Thanks so much for your reply. This is our first reptile – she is absolutely adorable and around 8 months old. She is my 24 year old daughters and I was a bit horrified when she first arrived, as I didn't think I could fall in love with a reptile! (I now have!) I think I have bitten off a little more than I expected with this project. To be honest, it was planned to just give her more room to potter about in, as she loves coming out and exploring but making sure that she is going to be absolutely safe and happy is not as easy as I thought. I probably rambled a bit in my post but she will have a basking spot, with a dimming thermostat in the top viv. 

Thanks again,
Janie


----------



## my_shed (Jan 5, 2011)

Humidity.........it may not be too much of an issue, the heating should dry the air out anyways, but if you want my opinion on how to reduce it more, add a ceramic heater to your top viv as the main source of heating, these dry the air out a lot, so could counter any humidity issues. Some people would say that beardies require a light emitting heat source to bask under, in my personal experience this isn't the case, they'll quite happily bask under a ceramic heat emitter provided there is a raised piece of decor beneath it. I believe they equate being higher up with being warmer, for obvious reasons. Combining this with having your UV lighting set up towards the hot end will be fine for the animal and help with the humidity.

Dave


----------



## Janie M (Sep 25, 2013)

Thanks Dave, I will certainly keep that in mind. It will still be some time before she can move in, as I'm making polystyrene backgrounds and things which will all need grouting, painting, sealing etc. There are some wonderful examples on this lovely site for those and Tom Cannon's really are just incredible. I certainly wish I had even a tiny bit of his talent. 

Thank you again for all your help - I'm hoping I have asked enough questions now to get it up and running but I'm pretty sure I'm bound to run into other problems along the way.......

Janie


----------



## 123dragon (Jan 15, 2011)

i would make the whole of the top viv, a "hot end" with not much gradient at all, so she could bask anywhere she wanted in this area,

second level a mid range ambient temp for when she doesnt want to bask ect with a bulb or ceramic to keep it at about 32c ish 

at the bottom i would have hardly any heating at all, so she could drop down and cool right of, 

have bright lighting in the upper 2 and a duller shaded light set up in the bottem

this way she could regulate being in a basking situation
general cooler situation 
or a shady cool area


----------



## Janie M (Sep 25, 2013)

Many thanks for that suggestion - I really hadn't considered that option at all. It is a good thought and certainly worth seriously thinking about. You have got me thinking now ..... 

I'm still getting to grips with my complete madness in deciding that we should make a three tier one in the first place! It will certainly be interesting to see if she will actually use any, or all, of the extra space. I'm just hoping that it won't prove to be a complete waste of time. Time will tell I guess.

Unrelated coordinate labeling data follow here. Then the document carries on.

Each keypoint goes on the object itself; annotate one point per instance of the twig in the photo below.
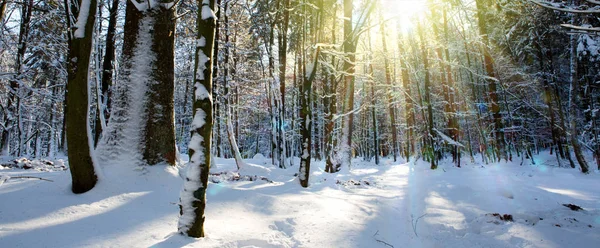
(385, 243)
(381, 241)
(414, 223)
(30, 177)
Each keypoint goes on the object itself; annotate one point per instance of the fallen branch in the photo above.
(30, 177)
(415, 222)
(381, 241)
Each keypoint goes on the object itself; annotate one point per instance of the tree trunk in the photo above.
(491, 80)
(107, 70)
(574, 100)
(193, 196)
(431, 143)
(388, 80)
(142, 114)
(80, 161)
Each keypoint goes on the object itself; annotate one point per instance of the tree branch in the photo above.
(591, 29)
(547, 5)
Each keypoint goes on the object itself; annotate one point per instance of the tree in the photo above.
(193, 195)
(81, 164)
(141, 123)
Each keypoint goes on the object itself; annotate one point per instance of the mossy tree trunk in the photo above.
(80, 161)
(193, 196)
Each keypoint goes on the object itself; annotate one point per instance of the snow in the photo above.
(122, 140)
(199, 119)
(79, 26)
(207, 12)
(202, 60)
(201, 92)
(201, 42)
(401, 204)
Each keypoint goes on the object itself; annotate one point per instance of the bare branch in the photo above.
(549, 6)
(591, 29)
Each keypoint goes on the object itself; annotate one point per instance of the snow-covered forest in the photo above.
(299, 123)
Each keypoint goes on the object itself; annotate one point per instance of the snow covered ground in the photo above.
(390, 205)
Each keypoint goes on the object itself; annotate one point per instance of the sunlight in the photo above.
(71, 214)
(407, 11)
(567, 192)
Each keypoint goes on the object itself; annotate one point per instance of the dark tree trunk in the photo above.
(193, 196)
(159, 134)
(80, 160)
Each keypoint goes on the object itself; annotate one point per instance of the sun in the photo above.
(407, 11)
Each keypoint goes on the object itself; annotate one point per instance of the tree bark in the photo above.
(80, 161)
(193, 196)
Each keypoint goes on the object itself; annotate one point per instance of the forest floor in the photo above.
(394, 204)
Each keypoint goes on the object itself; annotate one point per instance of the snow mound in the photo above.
(258, 156)
(36, 164)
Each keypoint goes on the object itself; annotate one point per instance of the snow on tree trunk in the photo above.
(193, 195)
(141, 127)
(80, 158)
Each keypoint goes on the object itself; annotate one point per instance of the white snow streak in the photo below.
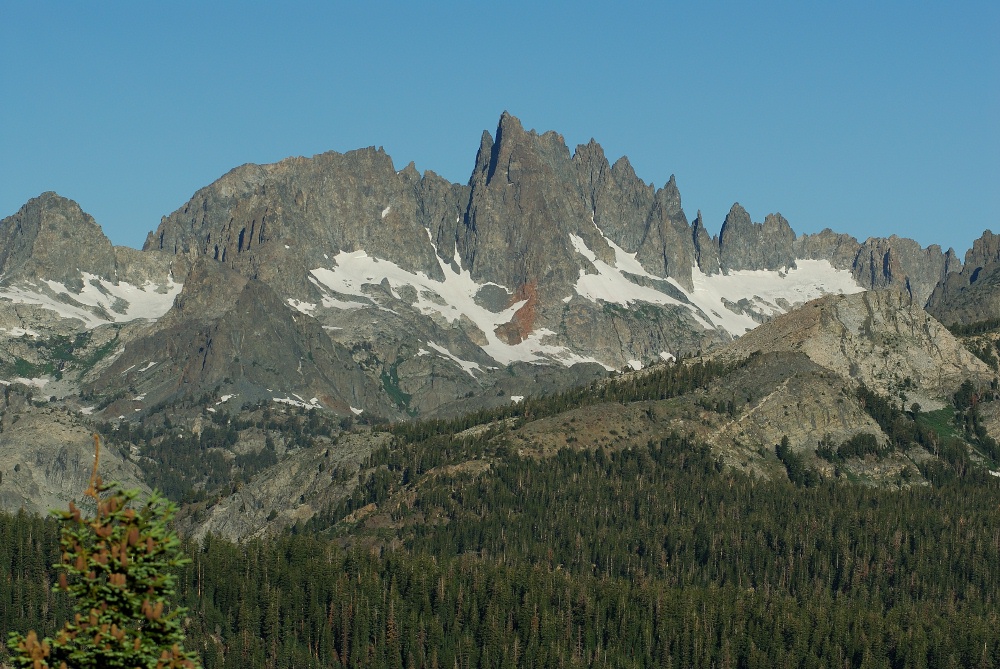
(99, 301)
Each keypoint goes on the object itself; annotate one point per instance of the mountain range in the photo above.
(340, 285)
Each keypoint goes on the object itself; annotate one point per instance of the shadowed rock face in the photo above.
(902, 263)
(747, 245)
(227, 333)
(276, 222)
(534, 223)
(972, 295)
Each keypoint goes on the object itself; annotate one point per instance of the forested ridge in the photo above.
(456, 551)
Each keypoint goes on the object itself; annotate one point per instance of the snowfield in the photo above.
(99, 302)
(348, 284)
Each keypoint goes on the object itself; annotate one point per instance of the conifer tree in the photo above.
(117, 567)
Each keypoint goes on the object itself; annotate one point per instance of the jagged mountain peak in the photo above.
(51, 237)
(881, 338)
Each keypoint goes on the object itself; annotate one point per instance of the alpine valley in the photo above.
(332, 346)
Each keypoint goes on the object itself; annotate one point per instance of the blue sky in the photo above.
(869, 118)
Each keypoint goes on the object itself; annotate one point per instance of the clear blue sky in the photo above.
(869, 118)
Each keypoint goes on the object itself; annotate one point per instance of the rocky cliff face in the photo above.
(232, 336)
(52, 237)
(747, 245)
(418, 290)
(880, 338)
(972, 295)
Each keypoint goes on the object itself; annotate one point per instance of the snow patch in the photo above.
(19, 332)
(37, 383)
(769, 291)
(297, 402)
(304, 307)
(610, 285)
(100, 301)
(466, 365)
(449, 300)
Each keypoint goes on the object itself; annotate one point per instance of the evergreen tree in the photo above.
(116, 565)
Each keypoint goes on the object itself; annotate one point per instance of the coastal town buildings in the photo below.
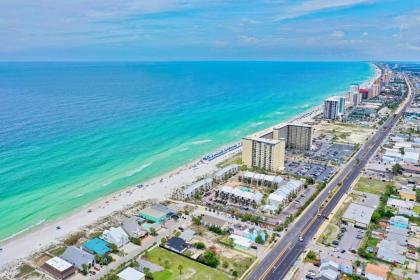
(297, 136)
(331, 108)
(115, 236)
(264, 153)
(131, 274)
(59, 268)
(196, 188)
(376, 272)
(241, 196)
(358, 214)
(78, 257)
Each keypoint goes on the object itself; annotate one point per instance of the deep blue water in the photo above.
(73, 132)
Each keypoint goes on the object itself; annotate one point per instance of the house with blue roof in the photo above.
(97, 246)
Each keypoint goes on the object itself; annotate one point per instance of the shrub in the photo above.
(209, 258)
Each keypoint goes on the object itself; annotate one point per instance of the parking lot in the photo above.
(319, 172)
(337, 153)
(350, 239)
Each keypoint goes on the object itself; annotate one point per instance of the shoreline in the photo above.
(41, 235)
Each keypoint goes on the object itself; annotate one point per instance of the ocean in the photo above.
(71, 133)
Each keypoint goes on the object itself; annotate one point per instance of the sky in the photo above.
(108, 30)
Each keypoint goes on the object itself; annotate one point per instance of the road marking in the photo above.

Thanks again - your help is much appreciated.
Janie


----------



## Shauolin (Oct 4, 2013)

My beardie reacted differently to ceramic heaters. She used to bask on a rock under the lamp but I was concerned about humidity and changed to a ceramic one as they dry the air out more. When I did this she stopped basking in her spot and went towards the UV tube at the back of the viv as this was the only light source after taking away the heat lamp. It got so bad she was jumping off rocks and catching the fake plants and climbing to the top of the viv to be close to it lol. Couldn't be having that so put the lamp back.
The beardies see the basking lamp as the sun so bask. Now I've changed back to a lamp she is back on her rock and away from the tube.
To combat the humidity issue I used hemp as substrate. Works a treat and humidity is steady at around 37-42%.


----------



## Janie M (Sep 25, 2013)

Hi Shauolin,

Thanks for that info - new Beardie ownership is complicated to say the least lol. Ours is still in her 'original' viv and all seems to be ok in there. I do worry about the time she will go into the new ones, especially as humidity has been mentioned as a possible problem. From the posts, it's clear that humidity can be measured - but with what? She is currently on newspaper as I can't decide what substrate would be best - every time I think I have made up my mind, I read something against it..... Hemp I hadn't even heard of! I will now look into that as a possible solution. Thanks again, all this help is very gratefully received. 

Janie


----------



## Shauolin (Oct 4, 2013)

You can measure humidity with a hygrometer. Get a digital one, not the dials as they can be massively off. I have a hygrometer with a thermometer built in so shows me both, then I have a thermometer by itself in the cool end so I can see what's going on in both ends. All digital as they are the most accurate.
My local reptile store introduced me to hemp lol. She said she had never had a issue of compaction like you do with sand, it holds moisture which takes it out of the air and is easy to clean, I'm getting on well with it so far.
Don't worry too much though mate I'm new to beardies too, just keep reading and taking it all on board and you will find the best way. Mine seem happy lol.


----------



## Janie M (Sep 25, 2013)

Thanks Shauolin, now that you have said that, I realise that I have a sort of self standing digital thermometer thingy in the kitchen and have just looked at it - it also has a humidity reading - excellent news! It will be put in the viv today so I can check what it going on in that one. It will be very useful for the new vivs (talking an absolute age to complete!) as they are the ones it sounds as if I might have more trouble with. I stupidly decided to make her the three tier viv before I had a clue about how difficult it would be to get them all up and running and safe for her. This site is absolutely wonderful and full of invaluable advice. I was given literally just a 'flyer' about how to care for a Bearded Dragon when we bought her and I truthfully had no idea of the research I would have to do to try to make sure that she is happy and healthy. I am having trouble now with the temperatures in her current viv and her apparent lack of desire to bask, so I think I will have to post another question later on today to ask for advice about that! Hopefully we will get there eventually! Many thanks again for your help.
Janie


----------